Die Liste ist umfangreich und gespickt mit Namen von hervorragender Reputation. Bally zum Beispiel steht drauf. Oder Schlatter, der Schweissanlagenhersteller mit dem Qualitätssiegel «Swiss made». Auch Gate Gourmet, Synonym für hoch stehendes Catering, war als Opfer auserkoren. Sie alle – aber auch die Textilmaschinensparte von Zellweger Luwa, die SR Technics und Swissport wurden übernommen – waren wohlfeile Schnäppchen für die professionellen Jäger auf dem internationalen Investment-Parkett. Die Private-Equity-Firmen sind immer auf dem Sprung, haben Milliarden in ihren Portefeuilles und heissen Texas Pacific, Candover, CVC Capital oder 3i Group. Sie wollen nur eines: Firmen übernehmen, die mittelfristig Potenzial haben, aber mit strategischen, führungsmässigen oder finanziellen Defiziten behaftet sind. Die angeschlagenen Firmen werden fit getrimmt und mit Gewinn wieder abgestossen.
Ein lukratives Geschäft. Buy-out-Fonds zum Beispiel, in eben diesem Geschäft tätig, haben in den letzten zwanzig Jahren einen Return von durschnittlich 20 Prozent erwirtschaftet. Wen wundert es, dass Private-Equity-Gesellschaften derzeit mit Geld überschwemmt werden? Gemäss unabhängigen Untersuchungen dürften es gegenwärtig rund 250 Milliarden Dollar sein, mehr als im Boomjahr 2000.
Die Übernahme des Turnaround-Kandidaten Forbo durch CVC Capital ist zwar misslungen, feindliche Übernahmen sind in der Branche derzeit eher verpönt. Unaxis dagegen hat kapituliert. Die Victory Industriebeteiligungen der Österreicher Mirko Kovats und Ronny Pecik hatten die ehemalige Waffenschmiede der Familie Bührle mit mehreren gezielten Attacken sturmreif geschossen.

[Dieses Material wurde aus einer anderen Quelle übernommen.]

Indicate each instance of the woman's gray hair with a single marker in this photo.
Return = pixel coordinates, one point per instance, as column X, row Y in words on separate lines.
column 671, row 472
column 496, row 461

Nicht nur Unaxis oder Forbo sind ein Schnäppchen. Auch andere Unternehmen hierzulande sind substanziell unterbewertet und damit mögliche Übernahmekandidaten. Bilanz hat 40 Firmen herausgefiltert, deren Aktien zu kaufen sich empfiehlt. Voraussetzung zur Aufnahme in die Bilanz-Liste war zuerst ein tiefes Kurs-Gewinn-Verhältnis (KGV). Auch im Verhältnis zum Buchwert sollte der aktuelle Aktienkurs günstig erscheinen. Die so genannte Price-to-Book-Ratio (P/B) sollte unter eins oder mindestens unter dem Branchendurchschnitt liegen. Gleichzeitig erwarten die Aktionäre eine ansprechende Dividendenrendite auf ihrem Kapital.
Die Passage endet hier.